If Dick Vitale is to be believed, the greatest recruiting class in the history of college basketball will be on display Saturday at Mizzou Arena.
Vitale told USA Today before the season that the Wildcats’ eight-player freshman class, which includes six McDonald’s All-Americans, was “the best class ever assembled.”
Missouri coach Frank Haith was hard-pressed to disagree.
“Go back to the Fab Five maybe?” Haith said, referring to Michigan’s vaunted 1991 recruiting class. “I don’t know. They’re really good. I saw all these kids in high school and they’re very talented. They’re worthy of the praise.”
All the same, Missouri, 16-4, will try to extend its win streak in SEC play to three games at noon against Kentucky, 15-5, in a game that will be televised on CBS.
“I haven’t heard ‘the greatest freshmen class ever,’ but they are definitely a great group of freshmen and deserve the respect they’re getting,” said Tigers junior Jabari Brown, who leads the SEC in scoring (19.8) and has reached at least 20 points in five straight games. “We’re looking forward to beating them, though.”
Brash? Perhaps, but Missouri isn’t going to be intimidated just because Kentucky’s roster is packed with five-star recruits.
“Coach Cal always is bringing in top-talent guys all around the country,” Tigers senior Earnest Ross said. “So, it’s us just going out there focused on our game and not really worried about what they’re coming to us with.”
Haith said Calipari probably doesn’t get enough credit for the job he’s done luring top high school prospects to Lexington, Ky.
“What he does is extremely hard to do and he’s done it extremely well,” Haith said. “He’s won a national championship there doing it the way he does it, getting those guys and getting them to play a certain way. You’re massaging egos and all that stuff. He is to be commended.”
Still, as the Wildcats’ five losses — including two in conference at Arkansas and LSU — prove, talent alone isn’t enough to ensure victory, because there’s simply no doubting the talent.
The top player in the class, Julius Randle, is a double-double machine with 11 on the season. He averages 16.1 points and 10.2 rebounds.
“He’s a load,” Haith said. “He does so many things and plays with such high energy. For a young kid, he’s put together.
“When you have his girth and his athletic ability, his size and then you add on top of that his intangible of how hard he plays, it makes him very difficult.”
Meanwhile, twins Andrew and Aaron Harrison have combined for 24.8 points, 6.1 rebounds and 5.6 assists per game, while James Young chips in 14.7 points and 4.5 rebounds per game.
Those four freshmen are expected to start along with 7-foot sophomore Willie Cauley-Stein, who graduated from Olathe Northwest.

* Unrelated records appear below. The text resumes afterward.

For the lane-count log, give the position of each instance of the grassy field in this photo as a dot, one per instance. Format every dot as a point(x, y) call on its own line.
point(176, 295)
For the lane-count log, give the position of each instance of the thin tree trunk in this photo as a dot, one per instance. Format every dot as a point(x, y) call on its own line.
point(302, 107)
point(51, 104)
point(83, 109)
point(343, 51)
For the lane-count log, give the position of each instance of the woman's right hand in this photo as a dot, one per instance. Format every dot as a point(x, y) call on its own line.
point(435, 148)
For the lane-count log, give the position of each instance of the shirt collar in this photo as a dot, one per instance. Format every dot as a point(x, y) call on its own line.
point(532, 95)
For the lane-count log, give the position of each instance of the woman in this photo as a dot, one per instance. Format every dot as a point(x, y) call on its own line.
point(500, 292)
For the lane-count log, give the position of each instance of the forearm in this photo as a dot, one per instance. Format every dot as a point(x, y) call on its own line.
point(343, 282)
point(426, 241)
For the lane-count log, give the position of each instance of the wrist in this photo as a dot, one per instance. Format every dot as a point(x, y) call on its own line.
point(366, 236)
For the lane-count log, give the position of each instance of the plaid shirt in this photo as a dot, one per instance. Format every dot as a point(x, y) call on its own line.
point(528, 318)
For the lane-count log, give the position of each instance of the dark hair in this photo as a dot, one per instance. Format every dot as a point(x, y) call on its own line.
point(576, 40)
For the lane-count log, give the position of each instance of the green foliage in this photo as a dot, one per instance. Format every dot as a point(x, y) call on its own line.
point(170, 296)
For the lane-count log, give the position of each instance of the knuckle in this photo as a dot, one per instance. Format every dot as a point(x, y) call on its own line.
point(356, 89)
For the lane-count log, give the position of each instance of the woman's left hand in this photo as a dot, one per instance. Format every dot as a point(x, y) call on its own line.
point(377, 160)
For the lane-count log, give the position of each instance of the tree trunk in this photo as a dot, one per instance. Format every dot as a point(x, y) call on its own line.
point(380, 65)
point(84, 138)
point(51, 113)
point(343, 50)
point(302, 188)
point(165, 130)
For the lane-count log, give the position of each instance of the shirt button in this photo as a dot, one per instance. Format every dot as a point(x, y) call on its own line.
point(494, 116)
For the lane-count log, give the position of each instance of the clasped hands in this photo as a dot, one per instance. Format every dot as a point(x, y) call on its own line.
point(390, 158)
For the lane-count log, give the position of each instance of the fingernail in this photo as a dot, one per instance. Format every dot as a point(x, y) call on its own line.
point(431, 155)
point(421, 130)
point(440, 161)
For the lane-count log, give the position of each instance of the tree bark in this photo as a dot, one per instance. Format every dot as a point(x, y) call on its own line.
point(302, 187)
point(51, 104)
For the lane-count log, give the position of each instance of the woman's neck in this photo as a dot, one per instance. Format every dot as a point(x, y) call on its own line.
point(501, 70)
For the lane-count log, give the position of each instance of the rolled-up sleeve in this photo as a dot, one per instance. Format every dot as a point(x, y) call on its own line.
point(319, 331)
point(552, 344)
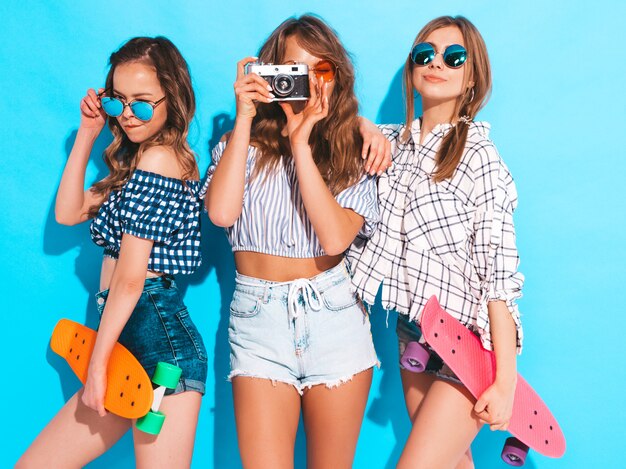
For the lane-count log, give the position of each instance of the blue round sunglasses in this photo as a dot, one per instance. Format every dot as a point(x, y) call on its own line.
point(424, 53)
point(141, 109)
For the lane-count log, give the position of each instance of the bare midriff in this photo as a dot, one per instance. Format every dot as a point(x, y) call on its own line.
point(106, 273)
point(282, 269)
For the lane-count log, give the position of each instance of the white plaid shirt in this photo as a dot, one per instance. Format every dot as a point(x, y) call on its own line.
point(454, 239)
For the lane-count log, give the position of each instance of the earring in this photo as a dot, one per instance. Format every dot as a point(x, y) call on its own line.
point(472, 97)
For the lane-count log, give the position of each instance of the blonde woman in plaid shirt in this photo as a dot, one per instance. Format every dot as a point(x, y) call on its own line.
point(446, 230)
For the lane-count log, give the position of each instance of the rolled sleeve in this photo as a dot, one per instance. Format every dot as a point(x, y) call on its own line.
point(363, 199)
point(495, 251)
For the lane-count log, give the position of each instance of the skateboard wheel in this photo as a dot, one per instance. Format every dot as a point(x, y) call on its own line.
point(415, 357)
point(514, 452)
point(166, 375)
point(151, 423)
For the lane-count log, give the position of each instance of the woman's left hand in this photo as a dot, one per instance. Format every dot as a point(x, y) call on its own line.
point(300, 125)
point(376, 148)
point(95, 389)
point(495, 405)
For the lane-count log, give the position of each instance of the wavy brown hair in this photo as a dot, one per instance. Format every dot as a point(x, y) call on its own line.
point(476, 70)
point(122, 155)
point(335, 141)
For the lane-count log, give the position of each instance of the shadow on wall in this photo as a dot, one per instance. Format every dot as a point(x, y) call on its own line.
point(59, 239)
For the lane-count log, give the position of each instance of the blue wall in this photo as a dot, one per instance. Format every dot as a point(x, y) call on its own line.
point(557, 114)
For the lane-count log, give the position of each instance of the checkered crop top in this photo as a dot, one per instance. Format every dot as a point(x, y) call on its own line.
point(158, 208)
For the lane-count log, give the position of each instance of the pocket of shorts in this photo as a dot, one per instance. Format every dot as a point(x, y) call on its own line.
point(339, 297)
point(244, 305)
point(192, 332)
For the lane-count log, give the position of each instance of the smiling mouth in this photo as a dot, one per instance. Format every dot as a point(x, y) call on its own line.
point(433, 79)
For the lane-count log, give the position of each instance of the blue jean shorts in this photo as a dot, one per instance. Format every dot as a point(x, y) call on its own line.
point(160, 330)
point(304, 332)
point(409, 331)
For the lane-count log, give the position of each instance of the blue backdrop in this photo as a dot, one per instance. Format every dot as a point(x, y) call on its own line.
point(557, 113)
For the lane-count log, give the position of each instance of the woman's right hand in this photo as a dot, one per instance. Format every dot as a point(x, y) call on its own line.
point(250, 88)
point(92, 116)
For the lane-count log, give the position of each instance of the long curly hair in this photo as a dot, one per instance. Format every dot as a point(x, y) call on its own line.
point(335, 141)
point(473, 99)
point(122, 155)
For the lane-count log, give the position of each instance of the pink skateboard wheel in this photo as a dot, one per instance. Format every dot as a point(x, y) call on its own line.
point(415, 357)
point(514, 452)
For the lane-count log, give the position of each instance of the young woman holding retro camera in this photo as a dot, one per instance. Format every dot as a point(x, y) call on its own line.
point(447, 230)
point(288, 184)
point(146, 216)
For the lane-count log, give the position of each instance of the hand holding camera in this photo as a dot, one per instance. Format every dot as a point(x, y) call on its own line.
point(250, 88)
point(289, 82)
point(300, 125)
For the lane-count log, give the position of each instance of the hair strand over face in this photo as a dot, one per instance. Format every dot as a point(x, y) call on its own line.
point(335, 141)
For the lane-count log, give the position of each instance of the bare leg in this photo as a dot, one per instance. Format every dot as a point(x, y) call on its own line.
point(443, 429)
point(332, 419)
point(173, 447)
point(74, 437)
point(267, 416)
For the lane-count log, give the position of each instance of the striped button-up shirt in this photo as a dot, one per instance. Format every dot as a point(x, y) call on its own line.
point(273, 219)
point(454, 239)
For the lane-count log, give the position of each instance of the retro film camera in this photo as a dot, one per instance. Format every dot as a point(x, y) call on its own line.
point(289, 82)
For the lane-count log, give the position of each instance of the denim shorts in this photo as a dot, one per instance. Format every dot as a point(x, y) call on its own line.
point(304, 332)
point(160, 330)
point(409, 331)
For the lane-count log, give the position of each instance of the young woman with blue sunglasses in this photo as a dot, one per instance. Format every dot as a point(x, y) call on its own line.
point(447, 230)
point(146, 217)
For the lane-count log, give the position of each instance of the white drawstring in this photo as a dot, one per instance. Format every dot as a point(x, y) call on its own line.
point(310, 295)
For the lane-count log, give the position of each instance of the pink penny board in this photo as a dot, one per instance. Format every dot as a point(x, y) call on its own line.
point(531, 422)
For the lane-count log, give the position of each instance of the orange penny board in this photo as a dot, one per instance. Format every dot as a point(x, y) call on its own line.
point(531, 422)
point(129, 389)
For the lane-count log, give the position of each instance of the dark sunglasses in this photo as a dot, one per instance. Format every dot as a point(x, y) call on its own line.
point(325, 70)
point(424, 53)
point(141, 109)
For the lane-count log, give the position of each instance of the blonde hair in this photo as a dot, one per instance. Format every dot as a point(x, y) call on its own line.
point(473, 99)
point(122, 155)
point(335, 141)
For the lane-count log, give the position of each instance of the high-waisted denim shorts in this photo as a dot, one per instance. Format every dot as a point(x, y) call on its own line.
point(304, 332)
point(409, 331)
point(160, 330)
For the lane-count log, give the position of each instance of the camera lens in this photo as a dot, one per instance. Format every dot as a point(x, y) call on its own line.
point(283, 85)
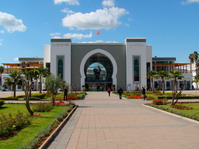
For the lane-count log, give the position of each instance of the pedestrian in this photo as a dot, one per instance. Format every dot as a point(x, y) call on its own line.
point(143, 93)
point(65, 93)
point(120, 91)
point(109, 91)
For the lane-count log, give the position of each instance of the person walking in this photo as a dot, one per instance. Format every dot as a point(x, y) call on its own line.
point(143, 93)
point(65, 93)
point(120, 91)
point(109, 91)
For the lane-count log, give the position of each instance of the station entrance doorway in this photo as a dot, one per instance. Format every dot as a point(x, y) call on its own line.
point(98, 71)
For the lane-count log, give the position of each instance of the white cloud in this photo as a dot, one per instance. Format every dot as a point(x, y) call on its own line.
point(55, 34)
point(106, 18)
point(16, 59)
point(78, 36)
point(108, 3)
point(11, 23)
point(70, 2)
point(100, 41)
point(2, 31)
point(190, 1)
point(66, 10)
point(1, 40)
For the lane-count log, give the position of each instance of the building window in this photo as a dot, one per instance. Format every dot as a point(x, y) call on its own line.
point(148, 66)
point(48, 66)
point(136, 62)
point(60, 66)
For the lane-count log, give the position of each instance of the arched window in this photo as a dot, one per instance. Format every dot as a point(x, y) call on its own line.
point(136, 68)
point(60, 66)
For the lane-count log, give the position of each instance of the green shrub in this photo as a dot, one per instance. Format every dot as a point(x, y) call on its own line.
point(9, 98)
point(34, 98)
point(1, 102)
point(42, 107)
point(10, 123)
point(181, 107)
point(20, 96)
point(159, 102)
point(39, 95)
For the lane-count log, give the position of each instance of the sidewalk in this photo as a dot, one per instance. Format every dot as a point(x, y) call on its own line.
point(103, 122)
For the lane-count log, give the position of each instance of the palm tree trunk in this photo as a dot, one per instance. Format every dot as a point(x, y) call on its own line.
point(31, 83)
point(53, 100)
point(163, 86)
point(14, 90)
point(40, 84)
point(152, 85)
point(28, 107)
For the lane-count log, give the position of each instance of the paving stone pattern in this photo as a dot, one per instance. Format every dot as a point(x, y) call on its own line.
point(103, 122)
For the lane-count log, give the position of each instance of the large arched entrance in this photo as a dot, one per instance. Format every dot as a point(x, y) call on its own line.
point(98, 70)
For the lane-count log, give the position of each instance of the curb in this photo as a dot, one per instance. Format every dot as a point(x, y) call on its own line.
point(57, 130)
point(172, 114)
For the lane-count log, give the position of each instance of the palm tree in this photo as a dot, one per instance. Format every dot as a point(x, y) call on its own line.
point(32, 75)
point(151, 75)
point(14, 80)
point(42, 72)
point(193, 57)
point(1, 72)
point(162, 75)
point(175, 75)
point(27, 85)
point(52, 84)
point(196, 80)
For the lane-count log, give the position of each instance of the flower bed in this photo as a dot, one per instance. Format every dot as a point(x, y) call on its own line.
point(62, 103)
point(150, 98)
point(9, 124)
point(159, 102)
point(134, 97)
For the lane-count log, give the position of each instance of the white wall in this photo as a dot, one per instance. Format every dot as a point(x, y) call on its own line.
point(145, 53)
point(61, 49)
point(46, 54)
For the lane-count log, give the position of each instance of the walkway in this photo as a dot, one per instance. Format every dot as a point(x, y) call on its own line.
point(103, 122)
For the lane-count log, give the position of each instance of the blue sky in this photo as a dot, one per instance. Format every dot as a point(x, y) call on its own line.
point(170, 26)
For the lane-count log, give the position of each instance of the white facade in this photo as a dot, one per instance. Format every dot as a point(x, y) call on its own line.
point(144, 52)
point(60, 49)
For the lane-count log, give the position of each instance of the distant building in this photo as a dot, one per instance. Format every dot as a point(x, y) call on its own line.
point(100, 65)
point(25, 63)
point(169, 64)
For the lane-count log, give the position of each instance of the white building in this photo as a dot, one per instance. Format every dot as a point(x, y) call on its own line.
point(122, 65)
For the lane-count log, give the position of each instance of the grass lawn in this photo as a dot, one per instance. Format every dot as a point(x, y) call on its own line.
point(193, 114)
point(26, 135)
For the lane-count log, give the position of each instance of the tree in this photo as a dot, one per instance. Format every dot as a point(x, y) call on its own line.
point(13, 80)
point(1, 72)
point(42, 72)
point(32, 75)
point(151, 75)
point(64, 85)
point(175, 75)
point(27, 85)
point(196, 80)
point(52, 84)
point(193, 57)
point(162, 75)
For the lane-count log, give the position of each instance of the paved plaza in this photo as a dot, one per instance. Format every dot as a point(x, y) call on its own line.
point(103, 122)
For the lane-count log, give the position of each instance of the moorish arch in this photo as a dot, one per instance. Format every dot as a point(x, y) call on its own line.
point(91, 54)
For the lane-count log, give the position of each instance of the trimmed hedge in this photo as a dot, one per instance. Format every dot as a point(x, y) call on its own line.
point(183, 97)
point(9, 98)
point(1, 102)
point(9, 123)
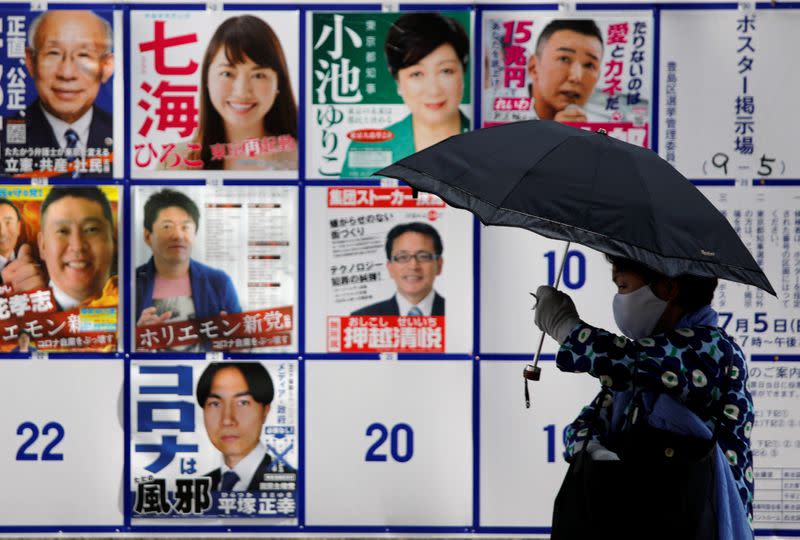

Cauley-Stein and fellow sophomore Alex Poythress are the reason Dakari Johnson, a 7-footer who was regarded as the nation’s best high school center last season, averages only 4.6 points, 3.3 rebounds and 11 minutes per game.
Of course, that’s more minutes than Marcus Lee (7.1), who was a consensus top-20 player coming out of high school.
“I’ve been playing (against) them since I was in like third or fourth grade, for a long time,” said Missouri’s freshman starter, Johnathan Williams III. “We kind of grew up around each other and know each other a lot. … They’re a great team and it should be a fun challenge.”
Of course, Missouri likes to think it presents a substantial challenge for a young Kentucky team, too.
“I came here to play against the best competition and bigger schools,” junior Jordan Clarkson said. “They’re considered one of the best programs in the country, so this is what I came here for — to play in games like these.”